El envase estaba atascado. Víctor sacudió la caja con violencia. De pronto una sombra ágil y negra emergió a cinco centímetros de sus dedos y trepó por la pared.
—Dios... —gimió Víctor en castellano, y retrocedió asqueado.
—No, eso sí que no es «Dios». —Carter repitió la palabra en castellano mientras enfocaba al techo—. Es una cucaracha. Es grande, pero no hay que exagerar...
—Es enorme... —Víctor sentía náuseas. El estofado se le removió en el estómago.
—Es una cucaracha tropical, sin conservantes ni colorantes. Yo he estado en sitios donde se te hacía la boca agua viendo a una de ésas.

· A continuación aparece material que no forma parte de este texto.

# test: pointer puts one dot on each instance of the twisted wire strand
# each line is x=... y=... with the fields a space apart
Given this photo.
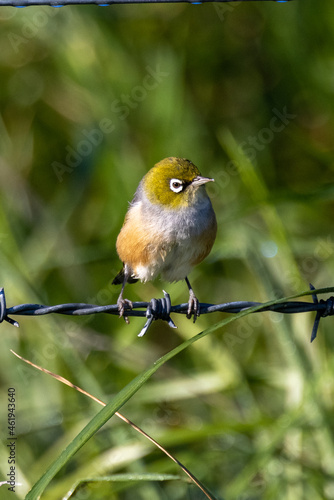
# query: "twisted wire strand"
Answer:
x=162 y=308
x=104 y=3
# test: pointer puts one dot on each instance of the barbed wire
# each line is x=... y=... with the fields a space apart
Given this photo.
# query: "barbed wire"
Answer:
x=162 y=309
x=105 y=3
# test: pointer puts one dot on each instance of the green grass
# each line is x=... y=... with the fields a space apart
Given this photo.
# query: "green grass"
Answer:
x=247 y=409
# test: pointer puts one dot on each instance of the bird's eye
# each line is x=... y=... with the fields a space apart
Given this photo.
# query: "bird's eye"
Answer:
x=176 y=185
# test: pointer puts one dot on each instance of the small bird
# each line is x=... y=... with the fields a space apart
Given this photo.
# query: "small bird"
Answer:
x=170 y=227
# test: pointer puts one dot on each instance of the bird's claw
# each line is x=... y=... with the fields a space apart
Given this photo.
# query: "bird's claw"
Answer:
x=193 y=306
x=122 y=305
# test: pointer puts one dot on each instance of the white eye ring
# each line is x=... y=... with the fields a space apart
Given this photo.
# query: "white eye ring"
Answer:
x=176 y=185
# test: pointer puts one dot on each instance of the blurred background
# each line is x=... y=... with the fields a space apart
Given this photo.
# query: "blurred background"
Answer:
x=91 y=98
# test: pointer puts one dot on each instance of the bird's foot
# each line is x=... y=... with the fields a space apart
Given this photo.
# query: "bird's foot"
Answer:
x=123 y=304
x=193 y=306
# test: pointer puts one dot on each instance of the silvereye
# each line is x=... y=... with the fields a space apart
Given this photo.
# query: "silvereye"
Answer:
x=170 y=227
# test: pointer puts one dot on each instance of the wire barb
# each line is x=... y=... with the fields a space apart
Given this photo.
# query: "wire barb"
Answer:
x=162 y=308
x=3 y=310
x=158 y=309
x=328 y=310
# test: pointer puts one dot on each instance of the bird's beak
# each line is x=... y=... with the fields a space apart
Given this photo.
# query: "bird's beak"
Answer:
x=201 y=180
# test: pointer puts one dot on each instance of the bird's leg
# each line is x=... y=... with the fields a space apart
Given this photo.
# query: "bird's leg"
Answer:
x=193 y=304
x=121 y=302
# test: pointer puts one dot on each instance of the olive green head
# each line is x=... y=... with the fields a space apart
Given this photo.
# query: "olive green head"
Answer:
x=174 y=183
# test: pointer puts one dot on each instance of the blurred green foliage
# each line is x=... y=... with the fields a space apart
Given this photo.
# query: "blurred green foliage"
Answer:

Sitios donde verlas pasar era como ver pasar a un ciervo.
—No estoy seguro de que me gustara estar en esos sitios.
La risa del ex militar fue breve y ronca.
—Está ya en uno de
esos
sitios, señor cura. Si quiere, le quito las tablas a la puerta y se lo enseño.

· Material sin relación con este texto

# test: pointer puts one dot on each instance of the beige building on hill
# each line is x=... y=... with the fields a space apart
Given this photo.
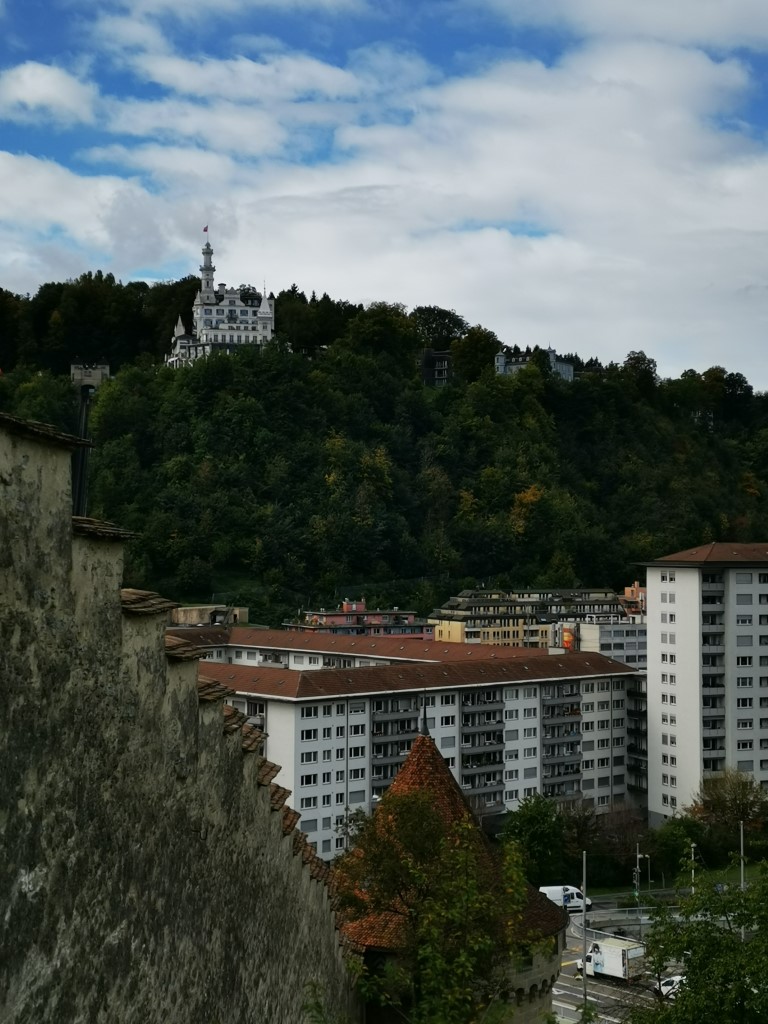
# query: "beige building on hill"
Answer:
x=521 y=619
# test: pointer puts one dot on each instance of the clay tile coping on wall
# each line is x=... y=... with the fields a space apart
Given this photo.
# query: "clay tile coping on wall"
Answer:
x=184 y=650
x=211 y=689
x=253 y=738
x=233 y=719
x=267 y=771
x=144 y=602
x=278 y=796
x=290 y=820
x=541 y=916
x=102 y=530
x=42 y=432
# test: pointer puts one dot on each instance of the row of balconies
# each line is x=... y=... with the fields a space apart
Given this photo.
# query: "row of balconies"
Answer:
x=471 y=723
x=408 y=727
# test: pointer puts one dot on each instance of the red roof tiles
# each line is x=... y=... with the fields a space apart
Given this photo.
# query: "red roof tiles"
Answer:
x=323 y=683
x=393 y=648
x=719 y=553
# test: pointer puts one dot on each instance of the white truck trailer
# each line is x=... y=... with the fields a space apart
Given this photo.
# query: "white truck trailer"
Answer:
x=613 y=957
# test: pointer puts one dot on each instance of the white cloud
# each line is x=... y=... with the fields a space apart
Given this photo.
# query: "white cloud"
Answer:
x=282 y=77
x=626 y=157
x=35 y=91
x=192 y=12
x=719 y=24
x=224 y=127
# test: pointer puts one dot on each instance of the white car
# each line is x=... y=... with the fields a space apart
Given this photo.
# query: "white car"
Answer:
x=668 y=988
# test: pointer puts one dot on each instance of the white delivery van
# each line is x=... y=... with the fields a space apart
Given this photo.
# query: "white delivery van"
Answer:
x=567 y=896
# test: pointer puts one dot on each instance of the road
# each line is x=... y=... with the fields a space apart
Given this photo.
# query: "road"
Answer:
x=611 y=999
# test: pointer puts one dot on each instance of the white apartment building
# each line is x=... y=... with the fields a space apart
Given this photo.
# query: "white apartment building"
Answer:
x=508 y=728
x=708 y=670
x=224 y=318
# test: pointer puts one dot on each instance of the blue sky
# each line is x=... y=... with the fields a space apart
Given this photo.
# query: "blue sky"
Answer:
x=587 y=174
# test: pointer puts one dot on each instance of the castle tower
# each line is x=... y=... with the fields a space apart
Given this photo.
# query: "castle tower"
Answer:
x=223 y=318
x=207 y=270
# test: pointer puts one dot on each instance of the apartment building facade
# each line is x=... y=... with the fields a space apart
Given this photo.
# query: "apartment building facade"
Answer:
x=507 y=728
x=708 y=670
x=623 y=639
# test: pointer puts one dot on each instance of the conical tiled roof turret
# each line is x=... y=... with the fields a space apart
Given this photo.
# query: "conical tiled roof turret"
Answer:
x=425 y=770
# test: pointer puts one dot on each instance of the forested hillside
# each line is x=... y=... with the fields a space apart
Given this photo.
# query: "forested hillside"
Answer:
x=324 y=468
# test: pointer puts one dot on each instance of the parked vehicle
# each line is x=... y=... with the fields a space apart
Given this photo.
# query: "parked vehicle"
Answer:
x=613 y=957
x=668 y=988
x=567 y=896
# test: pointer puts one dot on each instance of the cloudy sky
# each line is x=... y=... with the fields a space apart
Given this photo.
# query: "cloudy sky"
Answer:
x=587 y=174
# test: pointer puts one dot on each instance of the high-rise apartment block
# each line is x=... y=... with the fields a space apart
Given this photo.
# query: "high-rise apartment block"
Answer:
x=708 y=670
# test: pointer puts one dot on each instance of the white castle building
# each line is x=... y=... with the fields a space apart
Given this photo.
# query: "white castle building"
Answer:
x=223 y=318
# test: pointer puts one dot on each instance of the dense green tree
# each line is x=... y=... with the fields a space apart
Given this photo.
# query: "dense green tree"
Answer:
x=472 y=353
x=454 y=906
x=437 y=328
x=719 y=941
x=537 y=828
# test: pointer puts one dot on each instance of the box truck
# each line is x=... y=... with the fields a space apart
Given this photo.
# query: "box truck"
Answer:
x=614 y=957
x=567 y=896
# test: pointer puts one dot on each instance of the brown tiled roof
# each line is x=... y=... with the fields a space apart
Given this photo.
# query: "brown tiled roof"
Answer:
x=425 y=770
x=41 y=432
x=144 y=602
x=324 y=683
x=103 y=530
x=718 y=553
x=395 y=648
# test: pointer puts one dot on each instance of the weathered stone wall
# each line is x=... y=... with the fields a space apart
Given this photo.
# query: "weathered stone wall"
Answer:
x=144 y=876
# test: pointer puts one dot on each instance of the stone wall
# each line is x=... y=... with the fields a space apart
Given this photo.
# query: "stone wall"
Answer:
x=148 y=869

Víctor se volvió hacia la puerta, luego hacia Carter. Los ojos de Carter y la puerta tenían el mismo color a la luz de su linterna.
—No puedo decir que sea lo peor que he visto en mi vida, porque después vi a Craig, Petrova y Marini. Pero lo que vi tras esa puerta fue lo peor que había visto en mi vida hasta entonces. Y le juro que ya había visto unas cuantas cosas. —El aliento de Carter, en la frialdad de la despensa, formaba un ligero vaho. La linterna hacía brillar sus ojos. Era como si ardiera por dentro—. Buenos soldados, como Stevenson o Bergetti, gente acostumbrada a vivir de pie, como digo yo, se quedaron tocados del ala cuando bajaron a esta despensa... Incluso el tipo que nos está buscando, Harrison, el hombre de Eagle, se ha vuelto loco de remate: ha visto más víctimas que nadie, y está como una chota. Le dan ataques, crisis, cosas así. Y no es un hombre a quien yo calificaría de sensible.

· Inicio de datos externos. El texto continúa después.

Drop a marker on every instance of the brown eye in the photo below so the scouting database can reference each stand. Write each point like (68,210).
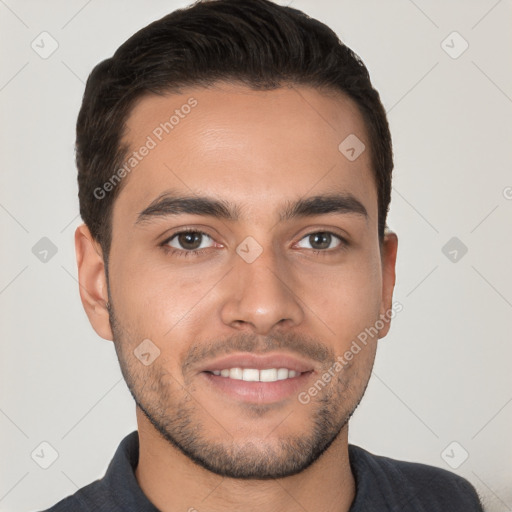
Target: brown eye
(189,240)
(321,241)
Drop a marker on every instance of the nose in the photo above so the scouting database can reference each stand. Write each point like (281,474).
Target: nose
(260,295)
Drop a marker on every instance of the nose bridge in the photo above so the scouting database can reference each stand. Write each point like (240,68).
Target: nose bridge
(261,290)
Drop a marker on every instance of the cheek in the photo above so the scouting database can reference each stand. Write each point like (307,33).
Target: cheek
(153,298)
(345,297)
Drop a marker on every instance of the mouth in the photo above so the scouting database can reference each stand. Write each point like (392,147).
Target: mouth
(258,379)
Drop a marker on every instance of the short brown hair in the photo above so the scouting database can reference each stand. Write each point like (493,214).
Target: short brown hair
(253,42)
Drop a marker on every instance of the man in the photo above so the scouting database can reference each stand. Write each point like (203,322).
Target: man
(234,169)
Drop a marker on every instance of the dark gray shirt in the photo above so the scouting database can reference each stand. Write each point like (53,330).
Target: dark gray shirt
(382,484)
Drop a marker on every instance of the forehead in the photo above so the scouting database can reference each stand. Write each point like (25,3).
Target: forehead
(254,148)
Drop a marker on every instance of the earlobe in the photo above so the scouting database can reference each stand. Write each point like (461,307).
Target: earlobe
(388,256)
(93,282)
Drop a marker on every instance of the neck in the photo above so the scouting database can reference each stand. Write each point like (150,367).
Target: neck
(171,481)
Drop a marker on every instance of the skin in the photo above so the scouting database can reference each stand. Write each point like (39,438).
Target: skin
(258,150)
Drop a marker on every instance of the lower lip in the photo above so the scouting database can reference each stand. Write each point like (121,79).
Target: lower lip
(258,392)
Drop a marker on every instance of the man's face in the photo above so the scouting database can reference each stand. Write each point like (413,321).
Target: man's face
(263,283)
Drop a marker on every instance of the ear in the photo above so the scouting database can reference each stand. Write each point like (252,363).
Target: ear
(388,257)
(93,281)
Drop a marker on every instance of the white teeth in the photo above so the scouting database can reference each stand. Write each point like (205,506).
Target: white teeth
(282,373)
(255,375)
(269,375)
(251,375)
(236,373)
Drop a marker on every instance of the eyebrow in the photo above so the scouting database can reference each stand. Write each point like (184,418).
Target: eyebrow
(169,204)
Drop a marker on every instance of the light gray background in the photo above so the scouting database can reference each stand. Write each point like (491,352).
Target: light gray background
(442,374)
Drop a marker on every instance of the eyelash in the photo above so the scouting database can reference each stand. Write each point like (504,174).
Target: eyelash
(198,252)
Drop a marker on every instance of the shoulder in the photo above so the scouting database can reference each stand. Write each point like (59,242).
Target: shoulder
(413,482)
(91,497)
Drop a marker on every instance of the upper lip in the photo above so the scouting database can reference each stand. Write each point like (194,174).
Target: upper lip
(259,362)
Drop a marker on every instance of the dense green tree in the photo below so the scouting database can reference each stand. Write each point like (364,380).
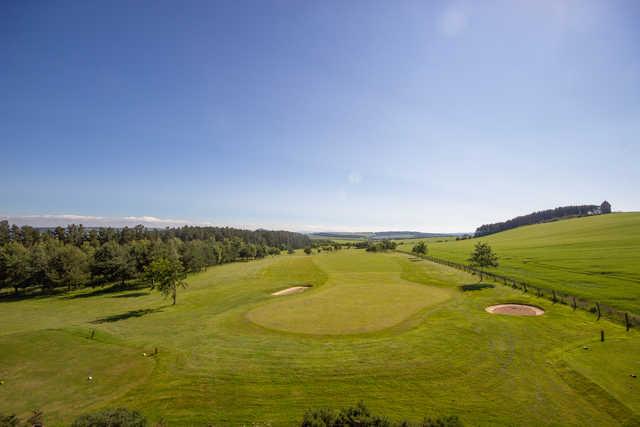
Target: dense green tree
(38,265)
(68,266)
(166,275)
(113,262)
(420,248)
(5,232)
(119,417)
(14,272)
(194,255)
(483,257)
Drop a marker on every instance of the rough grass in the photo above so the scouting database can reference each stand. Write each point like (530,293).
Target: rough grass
(216,367)
(597,258)
(350,302)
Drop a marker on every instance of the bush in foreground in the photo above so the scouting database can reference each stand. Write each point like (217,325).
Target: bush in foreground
(119,417)
(360,416)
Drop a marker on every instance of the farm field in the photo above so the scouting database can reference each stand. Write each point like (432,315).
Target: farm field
(597,257)
(230,353)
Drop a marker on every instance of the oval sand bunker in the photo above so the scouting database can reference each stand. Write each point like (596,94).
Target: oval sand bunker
(293,290)
(515,310)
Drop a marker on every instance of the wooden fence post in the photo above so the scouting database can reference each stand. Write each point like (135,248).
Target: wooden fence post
(626,321)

Víctor movió la nuez en su garganta en un inútil intento de tragar. Carter se ladeó un poco mientras hablaba, como si ya no se dirigiera a él sino a las sombras que los rodeaban.
—Voy a contarle algo. A miles de kilómetros de aquí, en una casa de Ciudad del Cabo, viven mi mujer y mi hija. Son negras. Tengo una bonita, bonita niña negra de diez años de edad con preciosos rizos y ojos enormes. Su sonrisa es tan dulce que podría estar mirándola toda la vida hasta que no me quedara baba que derramar. Mi mujer se llama Kamaria, que en swahili significa «como la luna». Es alta y hermosa, lo mejor de su raza, un cuerpo de ébano firme. Las amo con locura. Y desde hace un par de años no pasa una sola noche que no sueñe que las encierro en esta despensa y las destrozo. Les hago las mismas cosas que
eso
le hizo a Cheryl Ross. No puedo evitarlo: él aparece, me las ordena y yo obedezco. A mi hija le arranco los ojos y me los como.